What I believe is this:
Steve Jobs looked at the PC market (Dell, HP, Sony, Lenovo, Acer, etc) and thought:
"None of these companies innovates in any significant way. Apple does (and not just in software). We can beat them. If Apple runs on Intel, you can load Windows (in a partition) and you can load Linux (in a partition), but it will still be an Apple booting OS X. Nobody else will be able to do that. We can have a much bigger market. More developers too."
And also there are two chip manufacturers that can compete for Apple's business.
So I offer a new (and very early) prediction. Apple is going to change the dynamics of the PC market — its dramatic growth rate will persist once it moves to Intel. Watch it happen.
Event Stream Processing (ESP)
I'm adding two new trend predictions here as a consequence of what I've observed in the past six months.
The first concerns streaming—or ESP as it is being called. Earlier this year a new start-up, StreamBase, came to market with a new type of software product (now in version 2.0), which focuses on the real-time processing of data streams. Very soon afterwards, Progress Software acquired Apama—a streaming development environment—to complement its ObjectStore database. This created a second product that was also targeted directly at the processing of streams.
In my view these two developments created a new product category: ESP Development Products.
I expect both of these products to enjoy success and I also expect other vendors to enter the market. Indeed, I expect the real-time processing of data streams to become an expanding area of software activity for many years. In my view it is a new category of IT activity—a little like data warehouse was when it first came on the scene. In other words it is a whole technology area, around which a variety of capabilities will be created.
At this moment it is an infant market and there are only a few industry sectors that have obvious areas of application (financial services, telecoms, defence, security and one or two others). In time, however, virtually all organizations will have areas of application (RFID will ensure that).
Right now, TimesTen—which was recently acquired by Oracle—has started to position itself as a player in this market. I'm not so sure it qualifies, but I haven't looked at it in a while so maybe it has changed. It used to be an in-memory accelerator. ESP products are more than that. They have to be fast development environments and they have to be built to manage data streams.
SOA & Web Service: "Sex with Aliens" No Longer
Here, I'd like to update an observation from January 2003 when I wrote "Web Services is currently like sex with aliens: some people say it happens, but nobody can furnish any proof."
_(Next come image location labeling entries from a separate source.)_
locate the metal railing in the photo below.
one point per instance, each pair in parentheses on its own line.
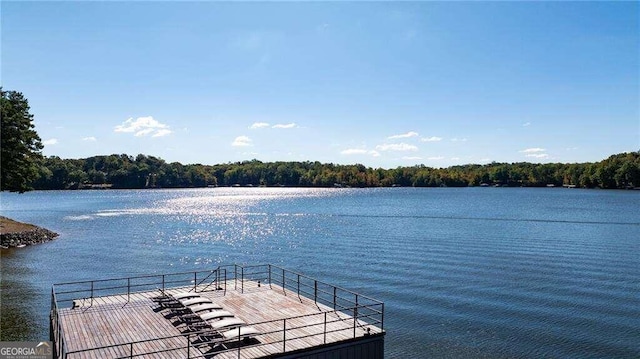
(354,314)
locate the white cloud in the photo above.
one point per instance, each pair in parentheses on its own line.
(431,139)
(404,135)
(162,132)
(241,141)
(354,151)
(257,125)
(143,126)
(288,125)
(360,151)
(397,147)
(533,150)
(538,155)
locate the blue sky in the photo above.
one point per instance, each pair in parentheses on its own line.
(384,84)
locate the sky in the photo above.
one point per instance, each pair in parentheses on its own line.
(384,84)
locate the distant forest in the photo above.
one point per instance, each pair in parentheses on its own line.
(124,171)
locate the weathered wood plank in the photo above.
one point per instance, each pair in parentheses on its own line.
(122,319)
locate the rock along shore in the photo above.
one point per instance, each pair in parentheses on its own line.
(18,234)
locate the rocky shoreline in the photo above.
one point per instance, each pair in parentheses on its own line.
(17,234)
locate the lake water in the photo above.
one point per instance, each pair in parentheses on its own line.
(464,273)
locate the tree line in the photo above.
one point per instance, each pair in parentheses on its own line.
(23,168)
(125,171)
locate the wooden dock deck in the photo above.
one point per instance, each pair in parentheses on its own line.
(134,325)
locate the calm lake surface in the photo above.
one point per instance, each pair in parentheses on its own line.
(464,273)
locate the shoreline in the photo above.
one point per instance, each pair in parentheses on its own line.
(14,234)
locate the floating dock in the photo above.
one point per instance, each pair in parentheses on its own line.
(291,316)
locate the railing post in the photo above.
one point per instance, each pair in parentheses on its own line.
(239,339)
(355,316)
(284,335)
(325,327)
(355,313)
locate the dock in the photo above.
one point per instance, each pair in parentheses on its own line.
(294,316)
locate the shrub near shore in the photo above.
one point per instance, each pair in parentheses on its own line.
(18,234)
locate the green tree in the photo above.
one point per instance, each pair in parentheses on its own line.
(20,144)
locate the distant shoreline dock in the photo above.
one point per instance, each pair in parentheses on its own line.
(259,311)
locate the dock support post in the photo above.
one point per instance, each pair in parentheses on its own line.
(325,328)
(284,335)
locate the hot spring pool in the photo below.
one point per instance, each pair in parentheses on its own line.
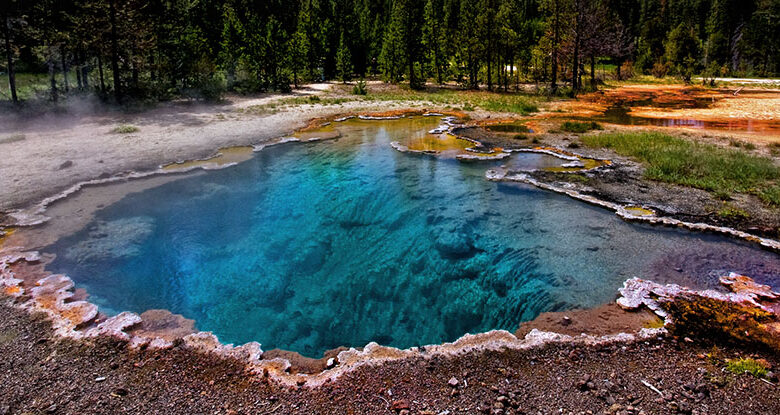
(311,246)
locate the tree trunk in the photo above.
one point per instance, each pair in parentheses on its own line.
(78,72)
(115,53)
(575,86)
(100,73)
(85,68)
(64,67)
(554,75)
(52,79)
(10,55)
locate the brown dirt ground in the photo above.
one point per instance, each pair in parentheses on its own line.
(41,375)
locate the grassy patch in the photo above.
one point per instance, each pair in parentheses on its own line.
(12,138)
(125,129)
(704,166)
(730,212)
(748,365)
(743,144)
(580,127)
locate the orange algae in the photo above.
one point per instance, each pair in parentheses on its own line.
(639,211)
(5,234)
(430,143)
(12,290)
(225,156)
(707,317)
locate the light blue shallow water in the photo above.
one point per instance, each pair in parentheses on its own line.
(307,247)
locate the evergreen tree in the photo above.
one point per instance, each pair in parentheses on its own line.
(433,38)
(682,49)
(344,61)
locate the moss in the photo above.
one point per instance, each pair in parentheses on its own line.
(655,323)
(757,368)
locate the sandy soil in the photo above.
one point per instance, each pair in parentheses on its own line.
(61,150)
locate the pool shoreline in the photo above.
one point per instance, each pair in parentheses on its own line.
(80,320)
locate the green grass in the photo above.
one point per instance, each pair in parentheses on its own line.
(125,129)
(748,365)
(29,85)
(580,127)
(730,212)
(704,166)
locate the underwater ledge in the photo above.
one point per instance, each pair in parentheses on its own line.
(750,313)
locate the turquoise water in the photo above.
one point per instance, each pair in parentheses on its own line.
(308,247)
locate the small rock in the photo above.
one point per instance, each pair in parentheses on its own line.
(121,392)
(400,404)
(584,384)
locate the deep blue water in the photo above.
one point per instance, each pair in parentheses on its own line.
(307,247)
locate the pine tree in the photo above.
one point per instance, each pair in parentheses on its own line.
(682,50)
(344,61)
(433,37)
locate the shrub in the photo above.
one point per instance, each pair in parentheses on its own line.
(660,70)
(626,70)
(360,88)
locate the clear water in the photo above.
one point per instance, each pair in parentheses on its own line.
(308,247)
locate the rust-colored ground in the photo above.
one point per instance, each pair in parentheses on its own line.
(750,114)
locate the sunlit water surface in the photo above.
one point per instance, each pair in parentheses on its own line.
(311,246)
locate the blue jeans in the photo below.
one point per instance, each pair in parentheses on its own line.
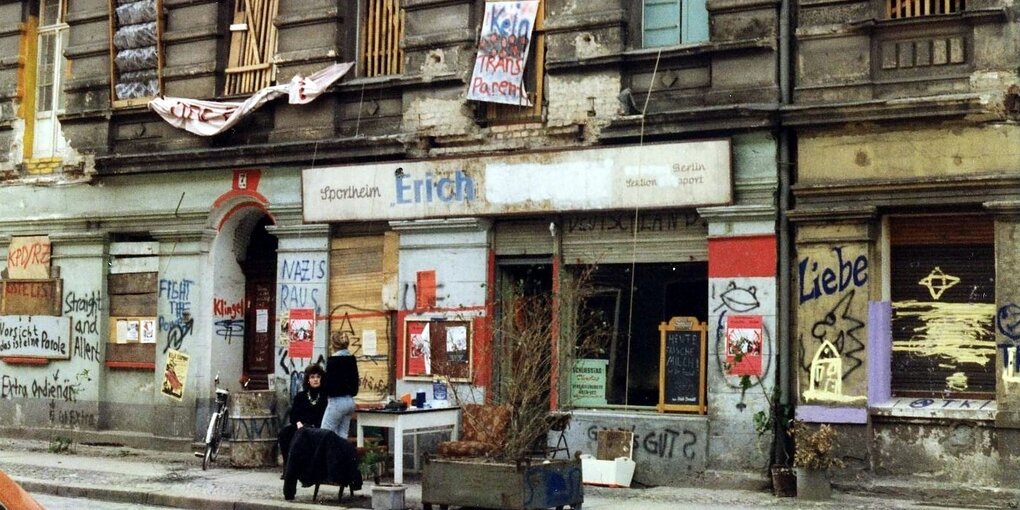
(339,411)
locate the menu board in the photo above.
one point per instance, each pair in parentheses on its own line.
(681,365)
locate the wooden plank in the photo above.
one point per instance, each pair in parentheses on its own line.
(132,283)
(133,305)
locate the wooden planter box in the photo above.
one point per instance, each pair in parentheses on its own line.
(483,483)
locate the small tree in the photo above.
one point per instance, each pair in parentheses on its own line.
(537,332)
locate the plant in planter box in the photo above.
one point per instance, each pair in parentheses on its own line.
(814,455)
(774,420)
(536,332)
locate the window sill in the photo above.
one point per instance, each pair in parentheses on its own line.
(909,407)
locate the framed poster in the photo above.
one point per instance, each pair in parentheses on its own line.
(438,347)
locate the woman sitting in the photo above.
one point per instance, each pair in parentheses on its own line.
(307,408)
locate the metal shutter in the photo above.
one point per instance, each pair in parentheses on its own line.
(942,287)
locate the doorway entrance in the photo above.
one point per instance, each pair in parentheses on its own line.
(259,267)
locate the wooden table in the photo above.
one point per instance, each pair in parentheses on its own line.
(413,421)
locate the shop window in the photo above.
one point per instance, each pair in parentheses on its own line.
(135,51)
(253,43)
(533,82)
(381,35)
(942,297)
(628,304)
(132,287)
(672,22)
(897,9)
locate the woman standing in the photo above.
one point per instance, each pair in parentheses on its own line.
(307,408)
(341,387)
Well 2 years makes a big difference. The reason for Web Services skepticism at the time was that the technology was in its early hype phase and the problems of security had not been addressed. Nor had the problems of management. So Web Services applications tended to be confined to Intranet applications. This has changed. Now I'm seeing a fair amount of Web Services applications deployed and am running into more and more companies that are embracing SOA. The embrace of SOA is almost total among the vendors — not just development tool vendors, but vendors of almost all kinds of software.
This is important. A kind of software development consensus is emerging.
The point to note, or trend prediction if you like, is that SOA is now dominant and that from here on (at least for the next few years) software development will focus on the issues of SOA (although we'll have to allow for the fact that there is still a good deal of misunderstanding in the community at large as to what SOA actually is).
Focus points will include the problems that have not been solved (the problems of security, operational management and life cycle management of SOA are still to be solved and will become increasingly visible issues) and debates on what is and is not the best approach to development.
Expect to hear a good deal talked about business friendly development environments. (The term BPM will become less meaningful as time goes on).
Expect also to see too little attention placed on the problems of legacy maintenance, which are not yet solved by any products in the SOA space.